Every summer Hollywood releases at least one major motion picture for grown-ups. This year's contender, Larry Crowne, sports all-star casting with the always agreeable Tom Hanks and Julia Roberts. Directed and co-written by Hanks, the predictable plot of Larry Crowne benefits from its resonance with millions of Americans who have been or know people displaced by the Great Recession. With little effort, it turns a hard-luck story into romantic comedy.
The movie opens as Larry bounds into the parking lot of the UMart where he works, wearing his red polo shirt proudly and picking litter off the pavement. Larry loves his job, arranging every item on the shelves just so. When his name is called over the awful, squawking PA system, he expects to be named Employee of the Month. Instead, he's greeted by corporate knuckleheads delivering double-talk about opportunities and restructuring. In the plain English of nowadays, he's downsized.
Unfortunately, Hanks plays Larry as a bit of a dummy as he goes to work, a blank smile duct-taped across his doughy face. He calls on more of his resources as an everyman actor during the job-hunt sequence, where no one has anything to offer, everyone says times are tough and his anxious look as the meter runs past $70 is a familiar sight at gas stations nationwide. Larry decides to buy a motor scooter from his neighbor, played by Cedric the Entertainer with a comic savvy that outshines everyone else in Larry Crowne, and rides off to the community college where education is said to change lives.
Mercedes (Julia Roberts) enters the film, Pretty Woman-like, high heels first, slipping into her shoes as she exits her car and striding to her campus teaching job in a low-cut dress, leaving an oil slick of bitterness in her wake. Mercedes, who dreamed of being a great literature professor, is teaching ignoramuses who think the Renaissance is a summer fair and text-speak represents proper English spelling. She's been assigned an intro speech class, which the wacky college dean recommends to Larry in the hallway. "The class will change your lifeand you'll like the teacher," he adds with a manly wink that would get him disciplined in any 21st-century American school. Maybe parts of the script have been sitting in a drawer for decades?
The plucky Larry and despondent Mercedes are both unhappy people. Along with his job loss, Larry discovers his house is worth less than his mortgage, and there is an ex-wife (did I once hear him say kids?) who never appears. Aside from her unsatisfying academic career, Mercedes is confronted by a distinctly contemporary problem, the stay-at-home doofus husband. He has a website, "a bridgehead in the new media" as he pompously pronounces, but actually spends most of his hours with Internet porn. He is a loser and she has no illusions. As always, Roberts acts brilliantly with her eyes and lips, curdled with disdain at her life, yet somehow brightened by thoughts of Larry.

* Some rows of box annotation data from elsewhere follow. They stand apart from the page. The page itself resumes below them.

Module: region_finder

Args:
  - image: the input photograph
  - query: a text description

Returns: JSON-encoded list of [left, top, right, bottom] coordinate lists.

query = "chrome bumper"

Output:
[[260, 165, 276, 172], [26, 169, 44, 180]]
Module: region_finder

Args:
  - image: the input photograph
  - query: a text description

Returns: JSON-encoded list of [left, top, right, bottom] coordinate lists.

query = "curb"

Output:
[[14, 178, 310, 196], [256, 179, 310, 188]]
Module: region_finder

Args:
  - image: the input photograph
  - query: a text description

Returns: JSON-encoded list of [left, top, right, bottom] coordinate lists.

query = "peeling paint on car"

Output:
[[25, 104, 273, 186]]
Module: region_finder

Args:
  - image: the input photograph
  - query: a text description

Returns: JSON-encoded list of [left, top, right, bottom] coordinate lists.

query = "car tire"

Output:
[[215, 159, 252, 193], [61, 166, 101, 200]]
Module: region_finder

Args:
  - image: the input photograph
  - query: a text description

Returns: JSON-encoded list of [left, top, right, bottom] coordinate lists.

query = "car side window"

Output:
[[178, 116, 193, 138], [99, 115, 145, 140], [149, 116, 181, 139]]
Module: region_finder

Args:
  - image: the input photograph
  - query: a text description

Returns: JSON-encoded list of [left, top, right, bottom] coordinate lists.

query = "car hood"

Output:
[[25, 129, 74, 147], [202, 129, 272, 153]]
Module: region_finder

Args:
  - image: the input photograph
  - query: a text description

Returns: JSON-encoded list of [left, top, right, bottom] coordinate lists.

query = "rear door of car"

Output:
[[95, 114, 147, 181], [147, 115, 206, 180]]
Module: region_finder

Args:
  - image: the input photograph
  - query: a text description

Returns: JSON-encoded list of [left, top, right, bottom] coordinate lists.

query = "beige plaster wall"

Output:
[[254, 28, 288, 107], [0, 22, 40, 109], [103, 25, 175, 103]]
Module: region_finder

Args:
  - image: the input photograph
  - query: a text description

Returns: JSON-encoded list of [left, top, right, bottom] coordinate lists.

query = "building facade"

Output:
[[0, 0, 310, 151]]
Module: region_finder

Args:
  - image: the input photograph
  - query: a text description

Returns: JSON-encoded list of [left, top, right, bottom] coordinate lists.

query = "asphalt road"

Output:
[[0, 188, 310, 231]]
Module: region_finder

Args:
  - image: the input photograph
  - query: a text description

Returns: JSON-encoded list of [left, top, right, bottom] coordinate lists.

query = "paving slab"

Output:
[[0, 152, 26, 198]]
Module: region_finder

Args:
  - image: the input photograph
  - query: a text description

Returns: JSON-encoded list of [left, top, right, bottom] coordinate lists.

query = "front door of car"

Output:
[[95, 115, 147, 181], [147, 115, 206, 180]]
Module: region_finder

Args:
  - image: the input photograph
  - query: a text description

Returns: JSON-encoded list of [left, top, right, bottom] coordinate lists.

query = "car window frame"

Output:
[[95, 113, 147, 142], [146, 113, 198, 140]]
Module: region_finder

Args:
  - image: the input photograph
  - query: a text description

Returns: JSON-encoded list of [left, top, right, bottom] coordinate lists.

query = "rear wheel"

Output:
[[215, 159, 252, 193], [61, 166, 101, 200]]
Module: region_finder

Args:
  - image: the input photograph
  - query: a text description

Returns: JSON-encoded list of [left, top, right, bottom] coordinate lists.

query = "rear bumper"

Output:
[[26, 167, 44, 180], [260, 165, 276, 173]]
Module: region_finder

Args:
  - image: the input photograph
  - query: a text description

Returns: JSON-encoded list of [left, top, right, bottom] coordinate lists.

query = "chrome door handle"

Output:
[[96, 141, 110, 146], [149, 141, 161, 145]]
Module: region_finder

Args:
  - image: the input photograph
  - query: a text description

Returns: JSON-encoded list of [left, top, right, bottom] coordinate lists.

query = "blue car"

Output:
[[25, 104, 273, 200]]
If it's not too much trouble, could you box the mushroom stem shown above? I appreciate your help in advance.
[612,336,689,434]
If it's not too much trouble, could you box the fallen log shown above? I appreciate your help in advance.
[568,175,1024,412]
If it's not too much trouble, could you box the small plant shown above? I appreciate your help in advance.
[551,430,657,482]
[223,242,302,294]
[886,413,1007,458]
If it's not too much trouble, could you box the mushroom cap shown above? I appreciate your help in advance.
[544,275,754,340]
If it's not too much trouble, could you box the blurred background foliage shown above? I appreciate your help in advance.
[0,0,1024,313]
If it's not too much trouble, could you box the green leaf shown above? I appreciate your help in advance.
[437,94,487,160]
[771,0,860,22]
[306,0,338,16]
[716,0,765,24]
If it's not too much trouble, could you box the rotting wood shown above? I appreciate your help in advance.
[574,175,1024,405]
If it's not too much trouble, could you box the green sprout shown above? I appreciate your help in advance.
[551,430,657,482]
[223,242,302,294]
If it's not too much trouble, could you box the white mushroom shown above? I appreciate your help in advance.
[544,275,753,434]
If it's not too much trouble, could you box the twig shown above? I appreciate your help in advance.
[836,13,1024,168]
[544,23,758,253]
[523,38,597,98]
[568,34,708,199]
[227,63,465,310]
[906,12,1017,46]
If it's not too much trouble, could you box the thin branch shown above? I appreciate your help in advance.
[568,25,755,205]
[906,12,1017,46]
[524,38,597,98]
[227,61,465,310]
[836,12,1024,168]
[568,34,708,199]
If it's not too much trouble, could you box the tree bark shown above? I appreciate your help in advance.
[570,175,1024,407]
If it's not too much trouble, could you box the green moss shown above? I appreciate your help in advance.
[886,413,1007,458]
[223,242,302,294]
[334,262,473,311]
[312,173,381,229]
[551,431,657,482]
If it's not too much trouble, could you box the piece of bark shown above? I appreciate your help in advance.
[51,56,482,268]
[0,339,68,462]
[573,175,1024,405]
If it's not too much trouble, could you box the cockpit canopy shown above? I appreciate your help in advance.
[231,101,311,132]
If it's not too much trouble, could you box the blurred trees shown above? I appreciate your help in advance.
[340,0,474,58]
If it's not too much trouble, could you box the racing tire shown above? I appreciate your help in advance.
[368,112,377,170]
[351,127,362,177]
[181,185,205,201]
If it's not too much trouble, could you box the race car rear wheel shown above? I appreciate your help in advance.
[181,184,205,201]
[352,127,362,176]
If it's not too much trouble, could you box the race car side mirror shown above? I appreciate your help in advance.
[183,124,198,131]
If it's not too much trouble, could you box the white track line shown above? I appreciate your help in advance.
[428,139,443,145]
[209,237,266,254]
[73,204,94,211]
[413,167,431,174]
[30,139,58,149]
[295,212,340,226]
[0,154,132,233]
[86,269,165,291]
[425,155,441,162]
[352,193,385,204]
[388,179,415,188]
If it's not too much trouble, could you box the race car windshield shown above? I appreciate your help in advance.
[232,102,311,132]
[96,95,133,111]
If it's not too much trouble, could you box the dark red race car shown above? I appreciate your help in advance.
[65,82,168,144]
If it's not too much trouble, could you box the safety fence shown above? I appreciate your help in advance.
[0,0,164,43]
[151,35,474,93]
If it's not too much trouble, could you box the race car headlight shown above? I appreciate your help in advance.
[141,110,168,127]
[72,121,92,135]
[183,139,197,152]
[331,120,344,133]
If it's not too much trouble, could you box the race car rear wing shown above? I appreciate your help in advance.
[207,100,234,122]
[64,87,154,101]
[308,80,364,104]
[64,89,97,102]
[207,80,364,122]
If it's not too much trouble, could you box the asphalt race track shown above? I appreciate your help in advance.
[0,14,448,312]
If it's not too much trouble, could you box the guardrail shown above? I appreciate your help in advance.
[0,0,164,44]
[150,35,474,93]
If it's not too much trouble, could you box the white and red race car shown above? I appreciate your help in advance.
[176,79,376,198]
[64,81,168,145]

The mechanics of the inevitable convergence of Larry and Mercedes are unconvincing, and there is the odd side-plot of Larry's adoption by fellow student Talia and her "gang" of youthful, multicultural scooter enthusiasts who teach him to be cool and provide an otherwise static movie with some motion. The screenplay, which Hanks worked on with Nia Vardalos (My Big Fat Greek Wedding), isn't as funny as it should be, but it is funny enough, registering more laughs per hour than most Hollywood comedies of 2011. Although Hanks probably borrowed the idea from the Disney Channel, text messages between him and Talia are prominently displayed on screen in candy-colored oblong boxes. It might be their first appearance on film, but it probably won't be their last.
Can education change lives? Larry Crowne sends mixed signals. Larry's economics class gives him the tools to tackle his unctuous mortgage officer at the bank, yet Talia gladly drops out of college to open a resale shop and Larry pays the rent as a short-order cook. The real message of Larry Crowne is familiar from a hundred years of Hollywood and 200 years of romance novels: Finding one's soul mate is the ultimate life changer.